Myths and Misconceptions about Hekaton
Over the last weeks and months, I invested a lot of my time to get a better understanding of Hekaton – the new In-Memory technology that will be part of SQL Server 2014. I have done a lot of reading about the various internal data structures that Hekaton is using for its storage (mainly Hash Indexes, and Bw-Tree). And in additional I gave 5 Hekaton talks across Europe, and also attended various Hekaton sessions by other speakers.
But as I have seen several times, a lot of misinformation, myths, and misconceptions are presented, and people are thinking in the wrong way about Hekaton. Even from the questions that are asked from attendees you can see that a *huge* knowledge transfer is needed so that everyone gets a better understanding about the basic concepts of Hekaton, and when Hekaton is suitable.
Here are just a few highlights from the last weeks that I have heard from presenters and attendees when they have asked questions about Hekaton:
- “Hekaton is an In-Memory technology, means data is not persisted anymore”
- “Hekaton only runs on specific CPU architectures”
- “When you move to Hekaton, you gain a 100x improvement for your workload”
- “There is no Locking, Blocking, and Spinlocking in Hekaton”
Those are just a few highlights about misconceptions that I have heard in the past. So the goal of this weblog posting is give you an overview about the most prominent misconceptions and questions from the last weeks, and I am also telling you *why* they are just wrong. So lets get started with my top highlights (in no specific ordering)!
“Is Hekaton providing the ACID properties for transactions?”
- Atomic: You are still dealing with transactions that are able to rolled forward and rolled back, even when your SQL Server crashes, and SQL Server has to go through crash recovery for your Hekaton enabled database (as long as you are persisting your data across SQL Server restarts – more on that later).
- Consistency: Hekaton also provides you *always* consistent data. This is currently very easy to achieve, because one of the biggest limitations of Hekaton is the ability to create Foreign-Keys, and constraints itself. So mainly you are getting a consistency within your Hekaton enabled table.
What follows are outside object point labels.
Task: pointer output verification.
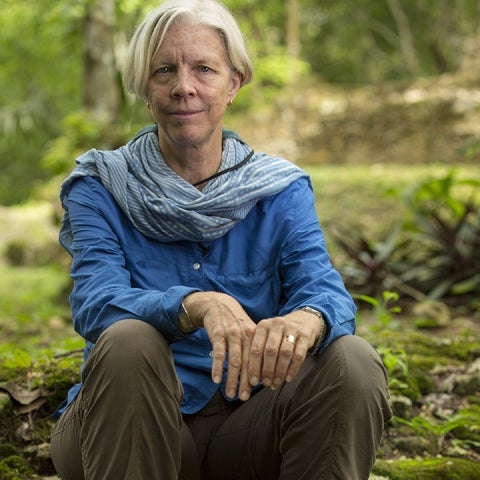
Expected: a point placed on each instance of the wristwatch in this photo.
(323, 333)
(185, 324)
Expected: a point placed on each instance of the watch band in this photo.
(323, 333)
(185, 324)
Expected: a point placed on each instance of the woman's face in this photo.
(190, 85)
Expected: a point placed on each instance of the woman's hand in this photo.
(230, 330)
(280, 345)
(271, 351)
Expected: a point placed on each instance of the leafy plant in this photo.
(432, 253)
(445, 236)
(436, 430)
(381, 307)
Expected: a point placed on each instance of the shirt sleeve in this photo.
(102, 292)
(309, 278)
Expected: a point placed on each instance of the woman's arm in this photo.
(103, 292)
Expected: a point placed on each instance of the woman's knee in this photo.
(130, 346)
(131, 341)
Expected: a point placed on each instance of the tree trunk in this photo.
(293, 29)
(407, 45)
(101, 94)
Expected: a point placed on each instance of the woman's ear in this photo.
(235, 84)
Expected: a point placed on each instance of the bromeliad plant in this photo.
(434, 252)
(444, 232)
- Isolation: A few days ago, when I have delivered my Hekation talk in Bristol/UK during my SQLRelay tour, someone wanted to convince me, that Hekaton provides you Dirty Reads, because there is no Locking and Blocking anymore. WRONG! Hekaton just used an approach called “Multi Version Concurrency Control” (MVCC), that makes the magic of no locks possible. When you are reading data, you are getting back a version that was valid at the beginning of your statement/your transaction (depending on the used Transaction Isolation Level). So there are no Dirty Reads in Hekaton.
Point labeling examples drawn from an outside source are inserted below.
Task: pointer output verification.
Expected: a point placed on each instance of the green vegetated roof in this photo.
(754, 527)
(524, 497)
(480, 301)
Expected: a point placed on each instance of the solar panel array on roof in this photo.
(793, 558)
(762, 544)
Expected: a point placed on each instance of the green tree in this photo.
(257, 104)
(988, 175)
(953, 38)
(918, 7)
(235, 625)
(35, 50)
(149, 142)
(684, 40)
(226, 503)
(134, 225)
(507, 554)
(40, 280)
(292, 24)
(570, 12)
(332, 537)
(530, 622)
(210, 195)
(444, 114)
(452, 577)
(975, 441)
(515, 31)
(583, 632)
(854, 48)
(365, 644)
- Durable: It depends 😉 When you create your Hekaton table with Schema and Data Durability, your data will also survive a SQL Server crash. It will be just recovered from the transaction log, and the Checkpoint Files that Hekaton writes. That is a very important point: when you want your data to be durable, Hekaton is still using your transaction log, which means that your transaction log will be one of your final bottlenecks in Hekaton. But Hekaton uses here a very efficient logging model, compared to traditional disk based table. One change here is, that only data modifications are logged, but not on the index level anymore. When you are doing an INSERT into a traditional disk based table, SQL Server has to log the INSERT for *every* index (Clustered, Non-Clustered). In Hekaton, SQL Server only logs once the INSERT, because all your Hekaton Indexes (Hash Indexes, Range Indexes) are recreated during the startup of SQL Server. Therefore the impact on the transaction log is as small as possible.
“Hekaton is the new No-SQL approach by Microsoft”
That is also a very nice one. Someone in Bristol wanted to convince me that Hekaton is just a new approach by Microsoft of creating a No-SQL product. Come on, with Hekaton we are still talking about a relational database with all ACID properties (see previous point). Hekaton and No-SQL are just 2 different things, which have nothing in common. Hekaton uses internally just a more elegant and faster approach to implement the characteristics of a relational database – nothing more!
“Hekaton only works on specific CPU architectures”
Wow, I thought I was in a wrong dimension! Hekaton only works on specific CPU models/architectures, because internally Hekaton uses so-called Atomic CAS operations (Atomic Compare & Swap, or Atomic Compare & Exchange). That statement is more than completely wrong! Of course, the Bw-Tree uses internally CAS operations to make SMOs (Structure Modification Operations) in the tree as multiple atomic steps. Hekaton uses here internally the Win32 API function “InterlockedCompareExchange”, see http://msdn.microsoft.com/en-us/library/windows/desktop/ms683560(v=vs.85).aspx). This function just compares a value at a specific memory location against the old value, if both are the same, a new value is written to the memory location. The function itself is executed as *one* atomic assembly instruction on the CPU level, means no other thread can interrupt that assembly function. It is just executed as one atomic block from the beginning to the end.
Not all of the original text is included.